Description
Summary of the new feature/enhancement
The Extract-Archive
cmdlet does not currently allow to define the expected encoding of file names in the archive to be expanded. This means the cmdlet cannot predictably be used to expand ZIP files created with other tools than PowerShell itself (meaning Compress-Archive
).
For example, the Extract-Archive
cmdlet cannot predictably unpack an archive created from Windows File Explorer (aka Compressed Folders feature) ... unless such archive is only using ASCII127 chars for archive entry names. This is Windows not being compatible with Windows and should be fixed.
Proposed technical implementation details
Unfortunately the ZIP spec does not define in enough detail information for a consumer of an archive to reliable tell which encoding was used for the names of the entries in the archive. Therefore, the only possible solution is to ask the consumer what it should be.
Proposed solution is to allow encoding as a parameter to the Expand-Archive
cmdlet and to document what happens if such parameter is not specified, which is the current behavior. I suggest to name such parameter EntryEncoding
to make it clear that it is about how the ZIP entries are encoded, not encoding of the file content, nor encoding of the archive name itself.

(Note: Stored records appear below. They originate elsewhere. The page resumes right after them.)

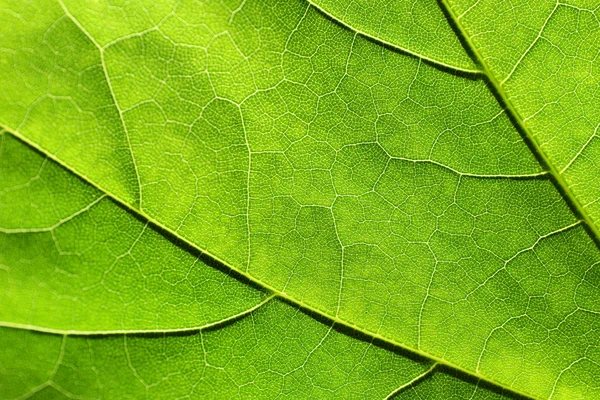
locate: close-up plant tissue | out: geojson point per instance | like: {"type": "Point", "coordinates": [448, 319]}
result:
{"type": "Point", "coordinates": [311, 199]}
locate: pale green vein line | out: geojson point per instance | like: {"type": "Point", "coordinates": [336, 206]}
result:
{"type": "Point", "coordinates": [484, 176]}
{"type": "Point", "coordinates": [537, 38]}
{"type": "Point", "coordinates": [112, 93]}
{"type": "Point", "coordinates": [402, 49]}
{"type": "Point", "coordinates": [56, 225]}
{"type": "Point", "coordinates": [251, 278]}
{"type": "Point", "coordinates": [77, 332]}
{"type": "Point", "coordinates": [48, 382]}
{"type": "Point", "coordinates": [412, 381]}
{"type": "Point", "coordinates": [586, 144]}
{"type": "Point", "coordinates": [556, 174]}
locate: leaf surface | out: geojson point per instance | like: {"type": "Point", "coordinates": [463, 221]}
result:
{"type": "Point", "coordinates": [354, 171]}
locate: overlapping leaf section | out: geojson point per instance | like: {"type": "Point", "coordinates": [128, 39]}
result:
{"type": "Point", "coordinates": [361, 182]}
{"type": "Point", "coordinates": [544, 55]}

Note: Overall I like what Compress-Archive
is doing, consistently using UTF-8 for the file names, but the truth of the matter here is that most PowerShell users will expect to be able to use Extract-Archive
cmdlet to also expand archives which were not created by PowerShell itself.
Test case
- Create some empty files with names such as
Père-Noël.txt
Plankalkül.txt
Ærø-Å.txt
(simply using some examples from the Western European charset here)
-
Create ZIP archive of these files using Windows Compressed Folders feature (or 7-Zip, or any other ZIP tool for Windows, anything except PowerShell itself).
-
Attempt to unpack the archive from step 2 using the
Expand-Archive
cmdlet. The result should be that file names from step 1 are preserved.